Recall that there were Due Process Clause challenges to the ACA’s mandate. And those challenges were uniformly rejected. Why? Because a purchase mandate to buy insurance simply required people to part with some amount of money. That deprivation of property, by itself, was not enough to trigger a violation of the Fourteenth Amendment. Indeed, a mandate to purchase broccoli would likewise be valid under the Fourteenth Amendment. A mandate to eat broccoli would be very different, and would likely run afoul of the Due Process Clause.
But the question in NFIB did not concern the Due Process Clause. The question presented considered whether Congress had the powers to impose a purchase mandate under its Commerce and Necessary and Proper Powers. Part III.A of NFIB found that Congress lacked such a power.
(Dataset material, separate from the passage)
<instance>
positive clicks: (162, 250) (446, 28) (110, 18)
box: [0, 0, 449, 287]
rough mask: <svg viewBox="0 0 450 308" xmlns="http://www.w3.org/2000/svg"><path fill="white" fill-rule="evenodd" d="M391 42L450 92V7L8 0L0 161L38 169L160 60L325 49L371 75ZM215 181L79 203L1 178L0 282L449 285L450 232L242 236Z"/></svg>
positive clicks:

Today, could Congress give people a “choice”: get vaccinated against COVID-19 or pay a nominal penalty? I think such a federal law would be valid under the Due Process Clause, in light of Jacobson. But Congress would not have the power to enact this law under its Commerce and Necessary and Proper Clause authorities.
At this point, some astute reader may ask about California v. Texas: Josh, how can the post-2017 ACA impose a mandate if the penalty is $0? Part III-A of NFIB considered Section 5000A(a) standing by itself. The plaintiffs never challenged Section 5000(b) as unconstitutional. And, the Court’s analysis in Part III-A did not consider the penalty; it focuses entirely on the mandate in Section 5000A(a). That analysis applies in the same fashion to the pre-2017 ACA as it does to the post-2017 ACA. The astute reader may now asks a different question: Josh, how can anyone be injured by the penalty-less mandate? In my view, the injury in fact from NFIB was premised on the mandate, standing by itself. And, that injury in fact in 2020 is more severe than the injury faced in 2012. The dialogue continues: Josh, how can the Court issue a remedy to enjoin the enforcement of a penalty-less mandate. That question concerns the other two prongs of the standing inquiry: redressability and traceability. The Cato amicus brief carefully separated these prongs, which are, regrettably, often merged. First, we discussed injury in fact. Later, we considered redressability and traceability in the context of severability–what Steve Sachs called the “bank shot” theory of standing. I think the injury in fact argument is on solid ground. But I freely concede that the latter two elements are much tougher.
I’ve given the issue of mandates some thought. The ideas in this post have been floating in my head for some time. I’m grateful to have the opportunity to expound on them here. But, above all else, the Supreme Court needs to clear up the relevance of Jacobson. It may be one of the most misunderstood cases in the modern era.